Hom gave cooking lessons to help pay his university fees and was signed on by the BBC in Britain for his first cooking series, Ken Hom’s Chinese Cookery, in 1984.
Hom, who has prepared meals for heads of states, revealed during banter with host Asha Gill that his favourite food was, in fact, the simplest dish that most Chinese people can relate to: steamed Chinese sausages with rice and a fried egg topped with soy sauce.
“My mother used to serve that and it is still comfort food to me,” said Hom, who now divides his time between his homes in France and Thailand, the latter where he runs the Maison Chin restaurant.
Hom said the five-course meal he came up for the Starhill Gallery event was a mixture of Eastern and Western styles, a reflection of the maturity of Asian cooking in the 21st century.
He started the dinner with a Atlantic Salmon with Spring Onion Sauce, which was presented with a dainty slice of fried lotus root on top.
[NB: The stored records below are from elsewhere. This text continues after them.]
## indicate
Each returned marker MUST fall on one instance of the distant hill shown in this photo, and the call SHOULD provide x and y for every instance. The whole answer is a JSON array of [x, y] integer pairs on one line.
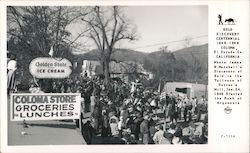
[[189, 54], [118, 55]]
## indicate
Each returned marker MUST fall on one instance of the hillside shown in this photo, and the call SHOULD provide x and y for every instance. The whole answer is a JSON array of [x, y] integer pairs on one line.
[[191, 64], [189, 54]]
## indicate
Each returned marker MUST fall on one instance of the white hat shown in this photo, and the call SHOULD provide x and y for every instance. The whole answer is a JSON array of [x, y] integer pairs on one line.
[[176, 140]]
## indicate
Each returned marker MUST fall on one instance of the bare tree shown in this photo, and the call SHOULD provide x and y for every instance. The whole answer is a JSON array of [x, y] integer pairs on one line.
[[108, 26], [37, 28]]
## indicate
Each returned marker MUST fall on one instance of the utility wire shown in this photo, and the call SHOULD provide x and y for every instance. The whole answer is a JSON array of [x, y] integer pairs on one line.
[[157, 44]]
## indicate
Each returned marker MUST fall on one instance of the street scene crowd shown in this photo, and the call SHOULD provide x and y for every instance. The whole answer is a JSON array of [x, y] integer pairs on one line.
[[132, 114]]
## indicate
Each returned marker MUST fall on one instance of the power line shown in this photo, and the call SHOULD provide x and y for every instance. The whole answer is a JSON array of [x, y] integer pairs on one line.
[[175, 41]]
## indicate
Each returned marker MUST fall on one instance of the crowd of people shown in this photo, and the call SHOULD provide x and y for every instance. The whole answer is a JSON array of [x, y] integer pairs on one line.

The appetiser that followed was the Refreshing Marinated Tuna and Avocado Salad and Hom said the lightly-seared tuna was the Japanese way of eating tuna.
“I like pairing it with avocado because the fruit has a rich texture,” said Hom.
Next on the menu was the Spicy Sichuan Orange Steamed Scallops, an elegant creation with a strip of spring onion wrapped around it.
“I like to prepare food that is light. Most Chinese meals end up with too much food on the table. The scallop is flavourful and it satiates the taste buds without being heavy on the stomach,” said Hom.
The main course for the night was the Crispy Crackling Poussin (young chicken) Served with Garlic-Hot Pepper, which was served on top a bed of soft mashed parsnips and garnished with split pea pods and mushrooms.
“The thing with root vegetables such as parsnips and potatoes is that it is so easy to eat and digest. Not only does it taste nice but it’s also good for you,” he said.
To wrap up the evening meal, Hom whipped up a Warm Mango Compote with Basil and Vanilla Ice-cream, which had a delightful coating of ingredients such as nuts and shallots that gave it a crunchy texture.
“I also try to use food items local to the area I’m at, which makes sense. Mangoes are beautiful here so I used them for the dessert. I also like the contrast of warm and cold so the mango is slightly warmed,” said Hom.
Guests at the dinner were also treated to a fashion show featuring designer brands in Antoinette, located in the Starhill Gallery, and entertained by the jazzy sounds of local singer Atilia.
This is the writer’s personal observation and is not an endorsement by StarMetro.